Purpose: Attack planning, payload development, and exploit adaptation Capabilities:

Exploit development and customization
Attack chain planning
Tool selection and configuration
Payload crafting for specific vulnerabilities
Technique adaptation based on target environment

Tools:

Memory search for successful exploit patterns
Knowledge graph queries for attack relationships
Access to exploit databases and tool documentation
Code generation capabilities for custom exploits

Reasoning Pattern: Strategic planning with emphasis on creating targeted, effective attack approaches based on researcher findings.

Executor Agent

Purpose: Command execution, tool operation, and result validation Capabilities:

Security tool execution (nmap, metasploit, sqlmap, etc.)
Command-line operations in sandboxed environment
Output analysis and validation
Result documentation
Error handling and retry logic

Tools:

20+ professional pentesting tools in sandboxed containers
Shell access for custom commands
Memory storage for execution results
Knowledge graph updates with findings

Reasoning Pattern: Precise execution with focus on command accuracy, output interpretation, and failure recovery.

Agent Coordination

Agents communicate through a structured delegation system:

Delegation Process

1. Task Analysis: The orchestrator analyzes the user request and current context to determine which agent is most appropriate. 2. Context Preparation: Relevant information from memory and knowledge graph is assembled for the specialized agent. 3. Agent Invocation: The selected agent receives:

Specific task description
Available tools and their schemas
Historical context from similar operations
Constraints and safety parameters

4. Execution: The agent performs its specialized function using available tools and reasoning capabilities. 5. Result Integration: Outputs are stored in memory/knowledge graph and returned to the orchestrator. 6. Continuation: The orchestrator decides whether to delegate further tasks or synthesize results.

Agent Configuration

Each agent can be configured with different LLM models optimized for their specific roles:

# Example agent configuration from provider YAML
researcher:
  model: "gpt-4.1"
  temperature: 0.7
  max_tokens: 4096
  reasoning: "extended"  # For complex research analysis

developer:
  model: "claude-sonnet-4"
  temperature: 0.3
  max_tokens: 8192
  reasoning: "standard"  # For strategic planning

executor:
  model: "gpt-4.1-mini"
  temperature: 0.1
  max_tokens: 2048
  reasoning: "none"  # Fast, deterministic execution

Model Selection Considerations

Researcher: Benefits from models with strong reasoning capabilities and broad knowledge (e.g., Claude Sonnet, GPT-4.1, Gemini Pro). Developer: Requires models with excellent code generation and strategic thinking (e.g., Claude Sonnet, DeepSeek Coder, GPT-4.1). Executor: Optimized for speed and accuracy; smaller models often sufficient (e.g., GPT-4.1-mini, Claude Haiku, Gemini Flash).

Tool Access Control

Agents have different tool permissions based on their roles:

{
  "search_web": "Search the internet for information",
  "search_memory": "Query historical research findings",
  "search_knowledge_graph": "Find related vulnerabilities and targets",
  "browse_url": "Visit and analyze web pages",
  "analyze_service": "Examine service configurations"
}

Agent Communication Patterns

Sequential Delegation

Most common pattern where agents work in sequence:

Researcher gathers target information
Developer creates attack plan based on findings
Executor runs the planned attacks
Orchestrator synthesizes results

Agents may be called multiple times with updated context:

Parallel Investigation

For complex targets, multiple researchers may investigate different aspects simultaneously (planned feature).

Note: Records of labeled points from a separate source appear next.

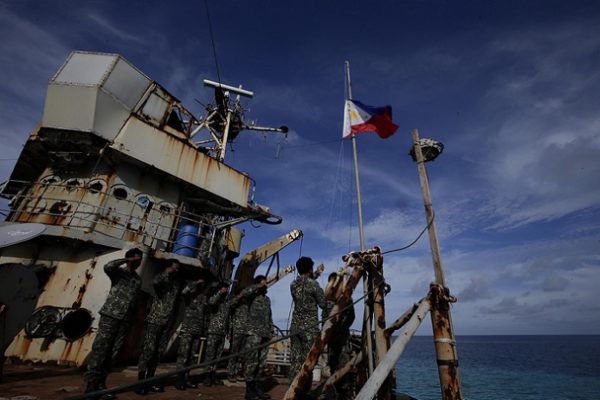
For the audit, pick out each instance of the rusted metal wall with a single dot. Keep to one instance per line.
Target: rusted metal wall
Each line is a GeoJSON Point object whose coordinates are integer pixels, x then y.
{"type": "Point", "coordinates": [179, 158]}
{"type": "Point", "coordinates": [75, 279]}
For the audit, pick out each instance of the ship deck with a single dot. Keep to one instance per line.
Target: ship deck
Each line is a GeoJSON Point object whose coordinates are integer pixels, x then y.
{"type": "Point", "coordinates": [41, 382]}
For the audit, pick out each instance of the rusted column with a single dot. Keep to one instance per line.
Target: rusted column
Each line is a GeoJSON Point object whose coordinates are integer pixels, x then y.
{"type": "Point", "coordinates": [301, 383]}
{"type": "Point", "coordinates": [341, 372]}
{"type": "Point", "coordinates": [382, 343]}
{"type": "Point", "coordinates": [445, 344]}
{"type": "Point", "coordinates": [403, 319]}
{"type": "Point", "coordinates": [371, 387]}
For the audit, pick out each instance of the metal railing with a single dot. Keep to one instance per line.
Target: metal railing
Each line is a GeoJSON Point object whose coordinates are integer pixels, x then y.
{"type": "Point", "coordinates": [91, 211]}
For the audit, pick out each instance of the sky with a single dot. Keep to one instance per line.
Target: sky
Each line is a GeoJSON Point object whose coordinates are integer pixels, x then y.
{"type": "Point", "coordinates": [511, 88]}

Memory and Context Management

Agent-Specific Memory

Each agent type can filter memory searches to retrieve relevant past experiences:

// From memory.go implementation
filters := map[string]any{
    "flow_id":  flowID,
    "doc_type": "memory",
    "task_id":  taskID,      // Optional: specific task context
    "subtask_id": subtaskID, // Optional: specific subtask context
}

docs, err := store.SimilaritySearch(
    ctx,
    query,
    maxResults,
    vectorstores.WithScoreThreshold(0.2),
    vectorstores.WithFilters(filters),
)

Context Windows

Agents have different context window requirements:

Researcher: Large context (64K-100K tokens) for comprehensive analysis
Developer: Medium context (32K-64K tokens) for code and plans
Executor: Smaller context (8K-32K tokens) for focused operations

Chain Summarization

To manage growing conversation histories, PentAGI implements intelligent summarization:

Preserves recent messages in full detail
Summarizes older messages while maintaining critical information
Keeps tool calls and responses intact for debugging
Configurable thresholds per agent type

See Memory System for more details.

Agent Performance Optimization

Tool Call ID Detection

The system automatically detects LLM provider-specific tool call ID patterns:

// From agents.go implementation
template, err := DetermineToolCallIDTemplate(
    ctx, provider, agentType, prompter,
)
// Examples:
// OpenAI: "call_{r:24:x}"
// Anthropic: "toolu_{r:24:b}"
// Gemini: "{f}:{r:1:d}"

This enables proper function call tracking and response correlation.

Retry Logic

Agents implement sophisticated retry mechanisms:

Function call failures trigger retries with error context
Model timeouts result in fallback models
Invalid responses prompt self-correction
Configurable max retries per operation

Barrier Functions

Certain tools act as “barrier functions” that require human approval:

Destructive operations (data deletion, service shutdown)
Potentially illegal actions (without explicit authorization)
Operations affecting production systems

Enabling/Disabling Agent Delegation

Agent delegation can be controlled at multiple levels:

Global Default

# In .env file
ASSISTANT_USE_AGENTS=false  # Disable by default
ASSISTANT_USE_AGENTS=true   # Enable by default

Per-Assistant Configuration

Users can toggle agent delegation in the UI when creating or editing assistants, overriding the global default.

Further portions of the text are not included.